The article “Prospects For Rebuilding Primary Care Using The Patient-Centered Medical Home” notes that taking payments to invest in a “community-based organization provides infrastructure, such as care coordination services, that can be shared among several primary care offices” is already occurring in North Carolina and Vermont. In addition, “local virtual organizations might consist of networks of small independent practices or of practicies affiliated with a hospital. They could be linked through sharing of care management health IT or human resource for case management or care coordination.” These are ideas that must be pursued. Few doctors want to be the doctor, the clinical chronic conditions leader, and the IT expert yet this is what most articles of the PCHM propose.
Having infrastructure that is scalable and seemless via health IT will off load both chronic conditions and preventive care to these other organizations which can assist doctors in providing the right care. As a result, a doctor with an average panel size of 2000 is free of the 17.4 hours per day needed to do it alone. This time is now available to do what primary care doctors were trained to do, to evaluate patients with problems that don’t quite fit standardization or protocols. Opportunities to see those who are young and healthy if they wish to be seen even if a protocol could treat a bladder infection over the phone or email are possible. Patients and doctors would find this encounters far more satisfying. One thing these third party groups must do is to agree to common reporting standards rather than proprietary ones to make the evaluation of clinical data quick and easy.

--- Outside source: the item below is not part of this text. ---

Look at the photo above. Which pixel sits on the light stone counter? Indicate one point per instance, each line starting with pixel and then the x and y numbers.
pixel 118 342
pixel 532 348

An area which is already being carved out of a primary care office is the acute care provided by retail clinics like Minute Clinic as well as start-ups like Zipnosis. Focused on a subset of problems where protocols are developed delivers care more rapidly and at less cost. Primary care doctor offices can either try to replicate this as well or perhaps better would be having the healthcare system virtual integrate these providers offering precision medicine (protocols) with primary care doctor offices who do intuitive medicine (cognitive/clinical decision making).
So what does this all mean? Avoiding the discussion of the federal government’s role of community clinics, the future of primary care will thrive in three areas: Large integrated healthcare systems like Kaiser Permanente, individual doctor offices virtually integrated by third party vendors as well as other non-physician providers like retail clinics, and the solo practitioner doing the ideal medical practice.
My fear, however, is that this won’t happen. Instead, medical students will be more appalled with the future vision of primary care, fewer doctors will be in the workforce, patients continue to bypass primary care doctors, and the unthinkable crisis that experts are trying to avoid in fact occur more rapidly. I hope I’m wrong.